Department of Electrical and Electronics Engineering, Birla Institute of Technology and Science Pilani, Hyderabad Campus, Hyderabad, 500078, India.
Neuromuscular Center, Department of Neurology, Neurological Institute, Cleveland, OH 44195, USA; Department of Neurosciences, Lerner Research Institute, Cleveland Clinic, Cleveland, OH 44195, USA.
Eur J Radiol. 2023 Jan;158:110616. doi: 10.1016/j.ejrad.2022.110616. Epub 2022 Nov 21.
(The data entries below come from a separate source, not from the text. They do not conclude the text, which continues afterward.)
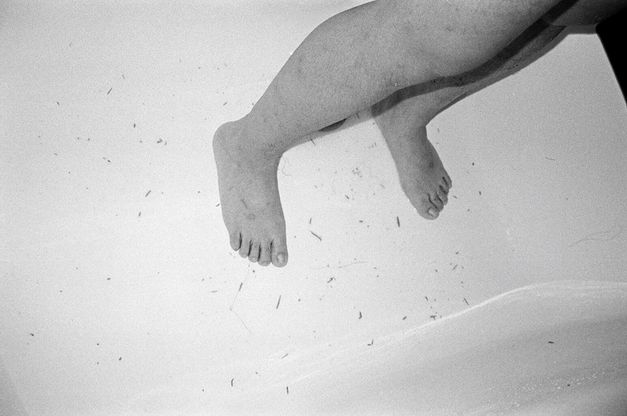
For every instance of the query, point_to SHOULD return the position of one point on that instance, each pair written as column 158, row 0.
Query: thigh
column 584, row 12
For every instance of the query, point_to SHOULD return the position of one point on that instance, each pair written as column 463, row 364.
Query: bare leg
column 349, row 63
column 403, row 117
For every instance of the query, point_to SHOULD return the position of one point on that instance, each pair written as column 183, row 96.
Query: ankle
column 241, row 138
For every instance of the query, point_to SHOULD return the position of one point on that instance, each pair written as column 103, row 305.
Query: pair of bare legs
column 407, row 60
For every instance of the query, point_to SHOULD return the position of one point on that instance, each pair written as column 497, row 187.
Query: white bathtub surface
column 118, row 291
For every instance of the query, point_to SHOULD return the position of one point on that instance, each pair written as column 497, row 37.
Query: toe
column 426, row 209
column 236, row 240
column 254, row 252
column 265, row 258
column 449, row 182
column 245, row 248
column 436, row 201
column 279, row 253
column 443, row 196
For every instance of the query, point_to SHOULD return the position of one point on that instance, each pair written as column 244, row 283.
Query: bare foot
column 249, row 196
column 422, row 175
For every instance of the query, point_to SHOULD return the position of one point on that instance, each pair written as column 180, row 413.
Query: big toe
column 426, row 208
column 279, row 252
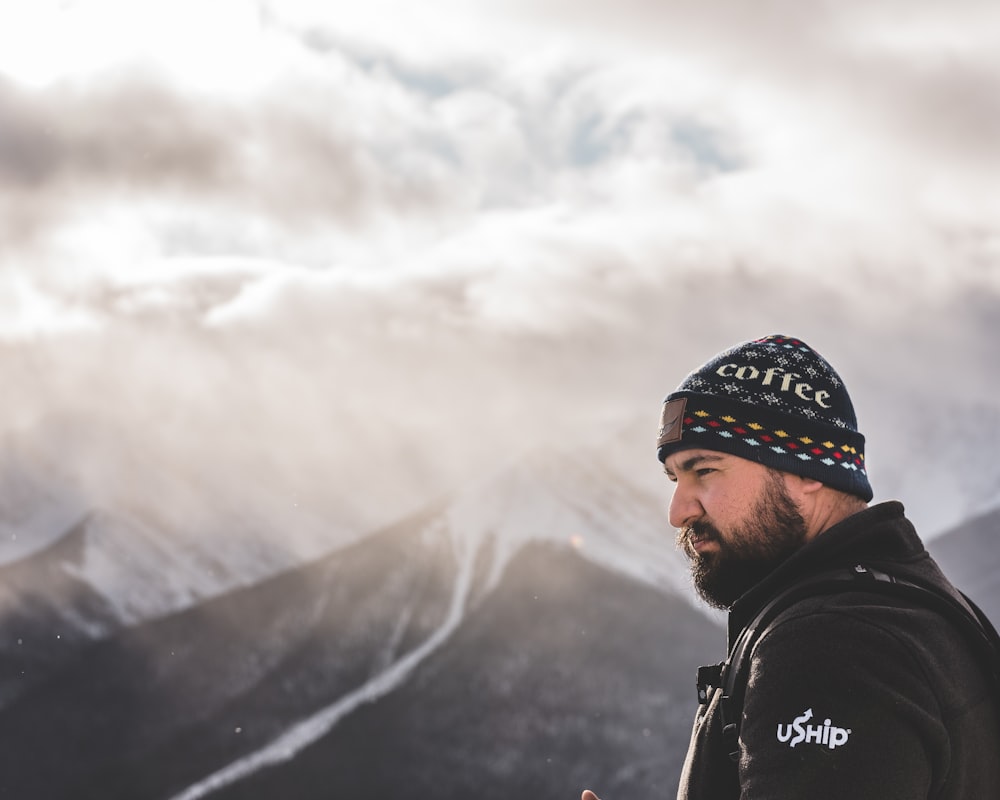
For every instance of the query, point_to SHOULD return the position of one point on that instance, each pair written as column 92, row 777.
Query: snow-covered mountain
column 204, row 702
column 284, row 660
column 969, row 556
Up to 50% of amyotrophic lateral sclerosis (ALS) patients develop some degree of cognitive dysfunction and a small proportion of these develop frontotemporal dementia (FTD). Non-invasive techniques of magnetic resonance imaging (MRI) and [F]-fluoro-2-deoxy-d-glucose (F-FDG) positron emission tomography (PET) have demonstrated structural and metabolic abnormalities, respectively, in the brains of such patients with ALS-FTD. Although initial F-FDG PET studies in ALS patients showed only hypometabolism of motor and extramotor brain regions, subsequent studies have demonstrated hypermetabolic changes as well. Such contrasting findings prompted us to hypothesize that hypo- and hypermetabolic brain regions in ALS-FTD patients are associated with divergent degeneration of structural grey matter (GM) and white matter (WM).
Cerebral glucose metabolic rate (CMR), cortical thickness (CT), fractal dimension (FD), and graph theory WM network analyses were performed on clinical MRI and F-FDG PET images from 8 ALS-FTD patients and 14 neurologic controls to explore the relationship between GM-WM degeneration and hypo- and hypermetabolic brain regions.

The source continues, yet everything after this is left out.